Under terms ratified by five taxing entities, Facebook will qualify for some $150 million in tax breaks over 20 years for Phase 1 of the project, a two-building, 970,000-square-foot undertaking worth $750 million.
Phase 2, announced in late 2019, adds 500,000 square feet of additional facilities to the first phase and pushes the capital investment to $1 billion, according to the company.
While Facebook is currently in the second phase of the project, the open-ended incentive agreements extend public benefits well beyond the first two phases and could land the company hundreds of millions in additional tax relief over the next four decades.
In addition to its capital costs, Facebook is investing about $150 million in infrastructure improvements, including bringing power to the 500-acre site from a nearby high-capacity power line corridor, extending sewer and water service, bringing in telecommunication lines and improving roads.
That infrastructure investment is expected to be equalized by the Phase 1 tax benefits of $150 million over 20 years. That tax break gives Facebook 100% tax relief on personal property taxes due and 80% relief on real property taxes due for a term of 40 years for four of the five taxing entities it’s beholden to.

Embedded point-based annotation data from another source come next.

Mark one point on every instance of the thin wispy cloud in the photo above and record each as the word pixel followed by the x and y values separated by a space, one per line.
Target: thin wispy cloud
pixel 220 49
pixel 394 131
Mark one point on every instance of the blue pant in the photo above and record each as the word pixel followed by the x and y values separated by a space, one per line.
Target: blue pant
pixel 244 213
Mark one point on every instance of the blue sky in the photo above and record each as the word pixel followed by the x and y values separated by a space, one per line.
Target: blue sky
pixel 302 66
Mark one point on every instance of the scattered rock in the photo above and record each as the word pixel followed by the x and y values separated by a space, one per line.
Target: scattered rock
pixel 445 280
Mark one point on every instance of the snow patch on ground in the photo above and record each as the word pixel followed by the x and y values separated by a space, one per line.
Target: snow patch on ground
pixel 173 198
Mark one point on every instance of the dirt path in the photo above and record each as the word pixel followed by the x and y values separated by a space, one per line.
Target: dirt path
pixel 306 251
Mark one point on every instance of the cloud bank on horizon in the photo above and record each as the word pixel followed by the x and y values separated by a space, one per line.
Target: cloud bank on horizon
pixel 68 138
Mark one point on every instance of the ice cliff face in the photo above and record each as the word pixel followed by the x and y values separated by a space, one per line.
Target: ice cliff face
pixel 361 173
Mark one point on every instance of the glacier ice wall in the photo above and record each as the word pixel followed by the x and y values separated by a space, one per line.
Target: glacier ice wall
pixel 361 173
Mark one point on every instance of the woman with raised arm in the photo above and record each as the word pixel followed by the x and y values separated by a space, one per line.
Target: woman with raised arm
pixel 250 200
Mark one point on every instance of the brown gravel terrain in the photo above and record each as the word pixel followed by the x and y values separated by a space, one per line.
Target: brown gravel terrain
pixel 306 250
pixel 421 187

Only the Alpine School Board created some caps on those benefits, with limits of $40 million per phase and $120 million total over 35 years. Alpine School District represents the biggest beneficiary of the taxes Facebook will pay — and the entity giving up the most via the tax break package — as the recipient of about 70% of the total taxes due. The company will also enjoy some sales tax exemptions created specifically for data centers by the Utah Legislature.